Some communities are looking at local data, but not using it to adjust how they distribute aid. Rent assistance programs, which are among the most frequently requested programs, often fall short of funds. Few people call in to ask for home-delivered meals or adult education, but lots of programs provide them, according to a study by Kreuter and his team.

In some instances, communities have used the data to head off potential crises.

North Carolina call centers tracked a spike in calls from people living in hotels and motels in and around Charlotte during the pandemic. Many worried they were on the verge of homelessness. And it was not clear that they would have the same protections as apartment renters.

The United Way shared the data with other nonprofits that were trying to prevent evictions. That helped prompt the state’s attorney general to write a letter warning hoteliers that they risked running afoul of an eviction moratorium if they booted people who used the properties as their primary residence.
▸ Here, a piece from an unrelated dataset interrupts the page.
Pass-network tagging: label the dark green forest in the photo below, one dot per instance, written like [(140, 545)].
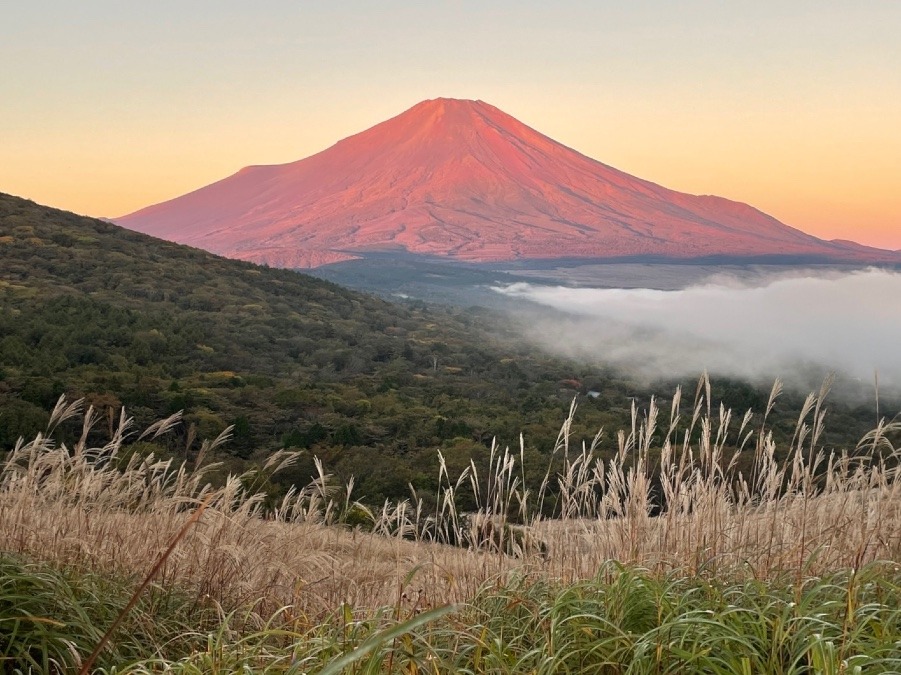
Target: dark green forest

A spike in calls for utility assistance in one Michigan ZIP Code helped local officials identify dilapidated apartment buildings that needed more money for weatherization.

Despite the homeless crisis in Los Angeles, county officials have not used data from the call center to make policy decisions on how to allocate housing resources, said Maribel Marin, executive director at 211 LA, the nonprofit that runs call centers in Los Angeles for 211 and seven other hotlines.

“Nobody seems to be interested in seeing the big picture of what’s happening,” Marin said.

She blames poor funding and the inability to keep trained operators for the long hold times that have prompted nearly 1 in 5 callers to hang up before speaking with someone over the last five years, according to county data. The $7.8-million contract with the county anticipates up to 23% of calls will be dropped, a so-called abandonment rate, according to county data.

The county has looked at dropping the nonprofit that runs 211 and has conducted a review of the system. Fesia Davenport, the county’s chief executive, said in a statement that she is recommending an overhaul that would upgrade the technology and communications linking the county’s vast web of hotlines and services.